Abstract
Deterministic Numerical Weather Prediction (NWP) models are the
state-of-the-science models to provide reliable weather forecasts that
provide indispensable actionable data to society. However, each NWP
model run carry uncertainty caused by errors in initial conditions and
assumptions in the model. As a result, probabilistic forecasts can be
used to quantify and even correct the model bias. The Analog Ensemble
(AnEn) technique uses a historical dataset of past deterministic
forecasts and their associated observations to generate an ensemble of
future outcomes.

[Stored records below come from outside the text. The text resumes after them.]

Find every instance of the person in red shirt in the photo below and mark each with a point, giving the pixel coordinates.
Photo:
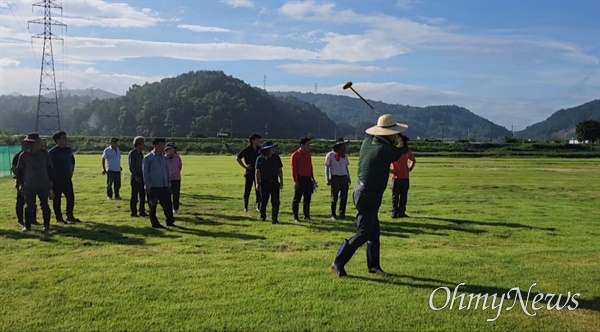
(399, 171)
(304, 180)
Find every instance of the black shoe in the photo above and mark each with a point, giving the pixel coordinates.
(378, 271)
(338, 270)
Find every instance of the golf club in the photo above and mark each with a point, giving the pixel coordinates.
(348, 85)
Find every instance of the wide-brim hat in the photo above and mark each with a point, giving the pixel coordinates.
(32, 137)
(386, 125)
(267, 145)
(340, 141)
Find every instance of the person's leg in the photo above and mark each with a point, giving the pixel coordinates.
(176, 189)
(404, 185)
(117, 184)
(167, 205)
(308, 188)
(58, 189)
(275, 203)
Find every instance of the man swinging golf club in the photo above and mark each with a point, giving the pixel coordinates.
(383, 146)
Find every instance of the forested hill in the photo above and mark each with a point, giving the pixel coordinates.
(562, 123)
(456, 122)
(201, 103)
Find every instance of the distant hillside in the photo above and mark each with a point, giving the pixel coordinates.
(201, 103)
(424, 122)
(562, 123)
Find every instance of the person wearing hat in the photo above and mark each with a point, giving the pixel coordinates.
(249, 155)
(268, 170)
(112, 156)
(175, 166)
(400, 170)
(157, 183)
(338, 177)
(304, 180)
(34, 180)
(20, 204)
(384, 145)
(63, 163)
(138, 193)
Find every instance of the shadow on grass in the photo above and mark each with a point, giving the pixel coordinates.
(432, 284)
(488, 223)
(118, 234)
(203, 233)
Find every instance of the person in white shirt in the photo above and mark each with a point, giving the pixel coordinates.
(112, 157)
(338, 177)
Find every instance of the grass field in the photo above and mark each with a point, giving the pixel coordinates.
(492, 224)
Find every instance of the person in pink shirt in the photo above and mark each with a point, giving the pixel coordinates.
(175, 165)
(399, 171)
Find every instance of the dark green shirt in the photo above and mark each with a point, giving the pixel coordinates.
(376, 155)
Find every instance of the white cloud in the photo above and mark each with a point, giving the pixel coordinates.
(199, 28)
(332, 70)
(239, 3)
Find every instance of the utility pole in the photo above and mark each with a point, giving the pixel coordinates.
(48, 117)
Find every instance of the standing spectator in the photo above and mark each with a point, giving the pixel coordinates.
(138, 193)
(157, 183)
(20, 204)
(63, 163)
(249, 154)
(175, 166)
(338, 176)
(400, 170)
(269, 168)
(112, 157)
(34, 180)
(304, 180)
(383, 145)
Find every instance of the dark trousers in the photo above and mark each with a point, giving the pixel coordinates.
(269, 189)
(113, 179)
(305, 187)
(399, 195)
(339, 186)
(20, 208)
(249, 176)
(30, 197)
(176, 192)
(138, 195)
(162, 196)
(63, 187)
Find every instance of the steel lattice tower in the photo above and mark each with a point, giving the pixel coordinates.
(48, 118)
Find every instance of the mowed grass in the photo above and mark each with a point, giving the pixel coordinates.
(493, 224)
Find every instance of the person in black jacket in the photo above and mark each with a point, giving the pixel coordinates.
(138, 194)
(63, 163)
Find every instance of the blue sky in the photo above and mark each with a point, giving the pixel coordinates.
(513, 62)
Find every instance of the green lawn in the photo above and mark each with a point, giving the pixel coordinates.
(492, 224)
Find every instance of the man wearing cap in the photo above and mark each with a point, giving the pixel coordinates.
(175, 166)
(112, 156)
(63, 163)
(158, 183)
(34, 179)
(338, 177)
(400, 184)
(138, 193)
(383, 146)
(304, 180)
(249, 154)
(268, 170)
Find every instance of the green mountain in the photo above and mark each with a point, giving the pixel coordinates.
(201, 103)
(561, 124)
(432, 122)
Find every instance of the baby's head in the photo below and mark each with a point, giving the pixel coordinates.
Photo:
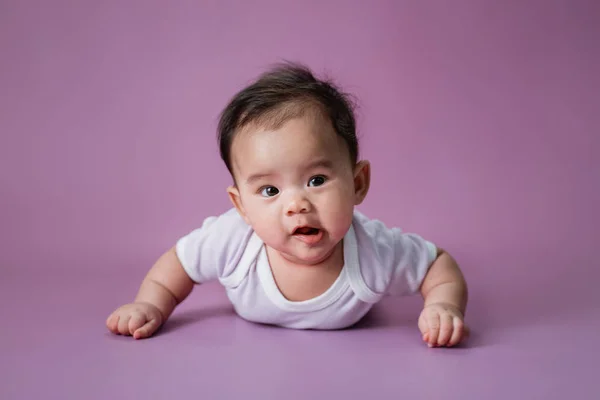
(289, 142)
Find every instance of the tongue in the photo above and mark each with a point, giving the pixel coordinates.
(307, 231)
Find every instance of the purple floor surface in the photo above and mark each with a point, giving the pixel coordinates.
(534, 337)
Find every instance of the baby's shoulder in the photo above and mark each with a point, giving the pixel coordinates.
(386, 252)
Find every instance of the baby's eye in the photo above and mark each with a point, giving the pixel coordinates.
(316, 180)
(269, 191)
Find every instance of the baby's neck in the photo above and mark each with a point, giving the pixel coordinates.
(301, 282)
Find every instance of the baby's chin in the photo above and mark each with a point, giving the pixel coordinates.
(309, 257)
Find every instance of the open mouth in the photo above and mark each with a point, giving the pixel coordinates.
(306, 230)
(309, 235)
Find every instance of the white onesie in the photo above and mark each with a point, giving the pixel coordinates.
(378, 261)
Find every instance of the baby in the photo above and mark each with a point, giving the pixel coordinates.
(293, 251)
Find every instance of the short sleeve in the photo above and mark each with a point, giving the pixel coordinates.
(213, 250)
(392, 262)
(413, 256)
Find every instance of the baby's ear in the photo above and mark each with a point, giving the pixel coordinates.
(362, 181)
(234, 196)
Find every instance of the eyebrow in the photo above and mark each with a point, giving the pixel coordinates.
(320, 163)
(257, 177)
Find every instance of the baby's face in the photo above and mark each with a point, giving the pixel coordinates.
(296, 187)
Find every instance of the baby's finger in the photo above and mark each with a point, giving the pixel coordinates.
(433, 322)
(446, 329)
(112, 321)
(124, 324)
(137, 321)
(460, 332)
(147, 330)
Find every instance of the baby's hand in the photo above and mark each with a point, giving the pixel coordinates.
(139, 320)
(442, 325)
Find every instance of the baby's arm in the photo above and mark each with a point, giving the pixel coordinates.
(164, 287)
(445, 293)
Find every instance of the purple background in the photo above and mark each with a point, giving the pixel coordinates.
(481, 120)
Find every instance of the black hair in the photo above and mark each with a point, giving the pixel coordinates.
(286, 91)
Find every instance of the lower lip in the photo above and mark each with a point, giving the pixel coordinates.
(310, 239)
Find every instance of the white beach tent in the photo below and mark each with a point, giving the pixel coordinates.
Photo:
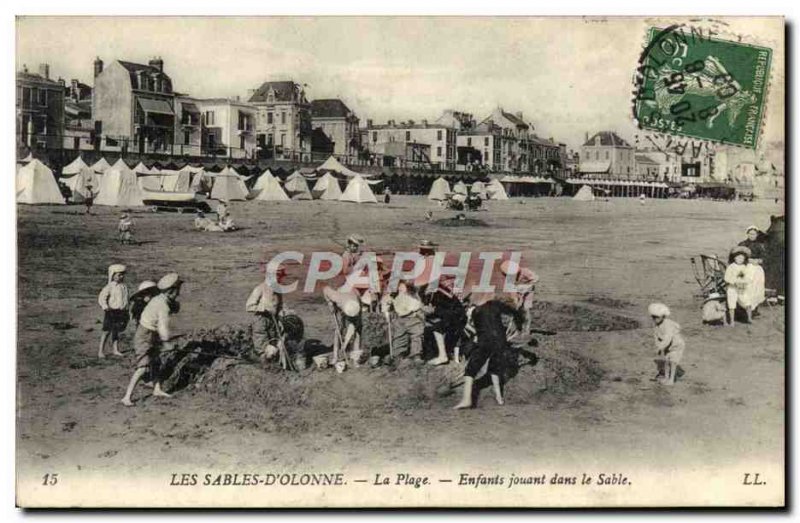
(585, 194)
(327, 188)
(228, 186)
(141, 168)
(101, 166)
(479, 188)
(176, 181)
(36, 184)
(268, 189)
(79, 184)
(74, 167)
(119, 187)
(358, 191)
(496, 190)
(439, 189)
(296, 187)
(332, 164)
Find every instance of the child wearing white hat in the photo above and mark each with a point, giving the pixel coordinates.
(153, 335)
(113, 299)
(669, 343)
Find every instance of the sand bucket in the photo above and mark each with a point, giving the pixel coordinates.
(321, 361)
(355, 357)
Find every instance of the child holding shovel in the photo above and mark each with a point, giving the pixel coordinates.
(669, 343)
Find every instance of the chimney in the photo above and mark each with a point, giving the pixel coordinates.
(157, 63)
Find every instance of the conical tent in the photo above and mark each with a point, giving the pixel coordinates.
(176, 181)
(479, 188)
(496, 190)
(439, 189)
(141, 168)
(36, 184)
(358, 191)
(74, 167)
(269, 189)
(101, 166)
(80, 183)
(119, 187)
(228, 186)
(585, 194)
(296, 187)
(327, 188)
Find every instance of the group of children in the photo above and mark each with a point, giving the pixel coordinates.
(224, 221)
(744, 282)
(149, 308)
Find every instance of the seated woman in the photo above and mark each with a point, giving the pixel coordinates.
(758, 252)
(740, 277)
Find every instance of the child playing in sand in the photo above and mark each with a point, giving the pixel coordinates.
(669, 343)
(113, 299)
(125, 229)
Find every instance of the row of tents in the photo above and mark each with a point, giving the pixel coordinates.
(120, 185)
(494, 190)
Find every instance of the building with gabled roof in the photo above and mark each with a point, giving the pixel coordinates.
(283, 122)
(339, 124)
(133, 106)
(607, 154)
(39, 109)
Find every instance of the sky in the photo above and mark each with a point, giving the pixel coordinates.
(568, 76)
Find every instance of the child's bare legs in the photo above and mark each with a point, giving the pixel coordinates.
(159, 392)
(103, 339)
(442, 357)
(115, 344)
(466, 394)
(660, 366)
(498, 392)
(137, 375)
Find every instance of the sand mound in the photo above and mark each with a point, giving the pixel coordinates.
(561, 317)
(535, 373)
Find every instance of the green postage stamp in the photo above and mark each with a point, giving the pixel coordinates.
(691, 83)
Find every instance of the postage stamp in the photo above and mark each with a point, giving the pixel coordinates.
(692, 84)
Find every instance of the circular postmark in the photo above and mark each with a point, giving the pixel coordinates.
(689, 82)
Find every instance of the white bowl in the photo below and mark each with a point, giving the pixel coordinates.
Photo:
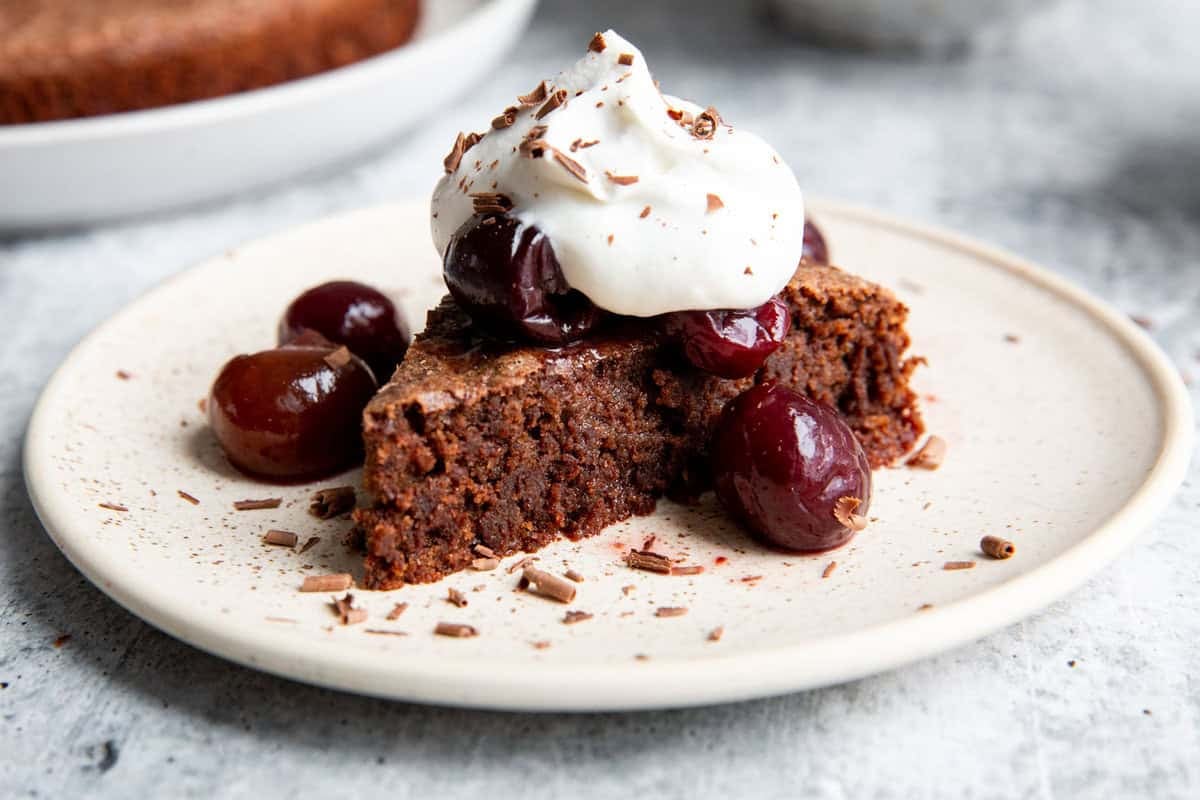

One of the main advantages of the AnEn technique, along
with other related statistical ensemble techniques, is that it is not
necessary to run multiple NWP runs by varying initial conditions or
model settings. However, all these techniques require access to the
entire historical dataset to generate analogs. Moreover, these
techniques require reading the dataset for every forecast which is
computationally expensive. In this work, the whole historical dataset is
replaced by a model that has the capability to learn the Probability
Density Function (PDF) of that dataset. Specifically, we utilize a
Conditional Variational Autoencoder (CVAE) deep generative machine
learning model in order to correct the wind speed forecasts of North
American Mesoscale (NAM) forecasting system. As a result, we feed the
values forecasted by the NWP model as a condition to our CVAE and
generate an ensemble used to correct the forecasted value in constant
time and with small memory usage. Initial results show that CVAE
probabilistic performance is comparable to AnEn while CVAE can be up to
25 and 2 times smaller in memory and runtime, respectively, for 5 years
of historical data.